Pour la Maison funéraire Roussin, une augmentation de 60 décès a pu être observée en lien avec la COVID-19. La propriétaire, Annie Dubé, indique qu’il s’agit surtout de personnes âgées et qu’il y a parmi celles-ci les victimes du délestage qui aurait pu être prises en main plus tôt. « On est en train de perdre notre histoire et d’une façon abrupte », témoigne-t-elle.
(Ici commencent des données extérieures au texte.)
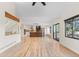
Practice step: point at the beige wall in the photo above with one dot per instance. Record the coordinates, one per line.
(71, 10)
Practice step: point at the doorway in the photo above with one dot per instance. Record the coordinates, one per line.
(56, 31)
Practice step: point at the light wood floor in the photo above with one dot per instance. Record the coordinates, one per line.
(38, 47)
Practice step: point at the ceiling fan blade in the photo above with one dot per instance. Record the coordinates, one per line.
(43, 3)
(33, 3)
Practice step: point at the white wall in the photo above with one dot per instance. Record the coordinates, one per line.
(71, 9)
(7, 41)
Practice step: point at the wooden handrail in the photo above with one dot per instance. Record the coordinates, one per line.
(8, 15)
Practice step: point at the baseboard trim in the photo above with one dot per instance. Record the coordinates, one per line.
(69, 49)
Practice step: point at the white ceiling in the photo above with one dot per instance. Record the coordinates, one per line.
(42, 14)
(25, 9)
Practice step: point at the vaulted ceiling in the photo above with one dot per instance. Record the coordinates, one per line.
(43, 14)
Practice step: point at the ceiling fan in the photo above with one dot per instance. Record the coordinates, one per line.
(43, 3)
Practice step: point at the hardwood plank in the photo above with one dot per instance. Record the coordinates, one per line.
(38, 47)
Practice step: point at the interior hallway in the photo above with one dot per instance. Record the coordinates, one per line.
(38, 46)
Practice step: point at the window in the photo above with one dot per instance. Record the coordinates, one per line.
(72, 27)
La crise sanitaire est venue augmenter le nombre de décès, mais elle a surtout bouleversé les rituels entourant les défunts selon M. Montpetit. « Toute proportion gardée, dans une année il y a 35 000 décès par années environ, si on compare les décès naturels aux décès COVID, il y a beaucoup plus de monde qui subissent les conséquences, mais qui ne sont pas décédés de la maladie. Les conséquences de tout ça sont applicables pour tout le monde », déplore-t-il.
La mort en attente
Alors que les salons funéraires peuvent accueillir une capacité maximale de 25 personnes, peu importe la grandeur de l’emplacement, les rituels ont drastiquement changé depuis un an. « Ce qui est particulier aussi, c’est qu’il y a beaucoup de services en attente, parce qu’il y en a qui espèrent encore faire le service comme d’habitude en recevant beaucoup de gens et faire un buffet par la suite. J’en ai depuis le mois de mars qui sont décédés et qu’on n’a pas encore fait de service », explique Alexandre Larin. Les cas qui sont en attente ont été incinérés ou bien déjà enterrés, et une cérémonie commémorative sera réalisée ultérieurement.
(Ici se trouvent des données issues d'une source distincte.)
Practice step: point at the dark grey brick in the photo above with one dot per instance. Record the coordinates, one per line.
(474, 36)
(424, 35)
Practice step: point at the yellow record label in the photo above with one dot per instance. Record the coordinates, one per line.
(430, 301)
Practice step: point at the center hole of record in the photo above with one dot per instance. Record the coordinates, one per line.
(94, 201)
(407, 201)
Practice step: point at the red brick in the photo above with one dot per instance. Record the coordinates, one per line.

Les rituels funéraires avaient repris pendant la saison estivale alors que les mesures sanitaires étaient plus souples, mais depuis le dernier confinement, la liste recommence. Malgré les restrictions sur le plan de la capacité, les salons offrent en complément des obsèques virtuelles pour les gens qui ne peuvent se déplacer, mais cela ne remplace pas le soutien qui peut être apporté en personne selon M. Larin. « On est là pour accompagner les gens dans des moments difficiles, et ce n’est rien pour les rendre plus simples », témoigne-t-il.
Pour Mme Dubé, les conditions sanitaires rendent son métier plus ardu. « On est dans une espèce d’aquarium, les gens ne voient pas notre personnalité. C’est difficile, il y a un contact qui ne se fait pas, ne serait-ce que toucher l’épaule d’une dame, et souvent les clients qu’on rencontre ce sont des personnes âgées elles-mêmes », souligne-t-elle.
Des changements jusque dans les laboratoires
La COVID-19 s’est immiscée jusque dans les procédés d'embaumement des corps. « J’ai des gens qui ont été inhumés quand même, malgré qu’ils ont la COVID, mais avec un cercueil fermé et scellé. On n’a pas le droit actuellement d’embaumer une personne qui a la COVID, donc on ne peut pas avoir un cercueil ouvert. On est la seule province où on n’a pas le droit d’embaumer un cas de COVID », précise M. Larin.
Considérant les modes de transmission de la COVID-19, les personnes décédées du coronavirus ne peuvent être exposées à l’air libre. Les thanatopracteurs peuvent malgré tout présenter un corps à distance aux proches du défunt. « Étrangement, on a le droit de nettoyer la dépouille et de les identifier sans embaumement. On peut quand même présenter le corps aux gens qui voudraient le voir, mais la loi c’est 24 heures suivant le décès, donc comme les hôpitaux sont surchargés, souvent on n’a pas la dépouille à temps pour le faire », explique Mme Dubé.
En terminant, Annie Dubé ajoute qu’elle a dû engager un gardien de sécurité de plus pour s’assurer que les contacts ne soient pas trop rapprochés, ce qui est extrêmement pénible lorsqu’une personne vit un deuil. Cette dernière s’attend que lorsque cette crise sanitaire sera terminée, une crise de deuils mal résolus finisse par émerger.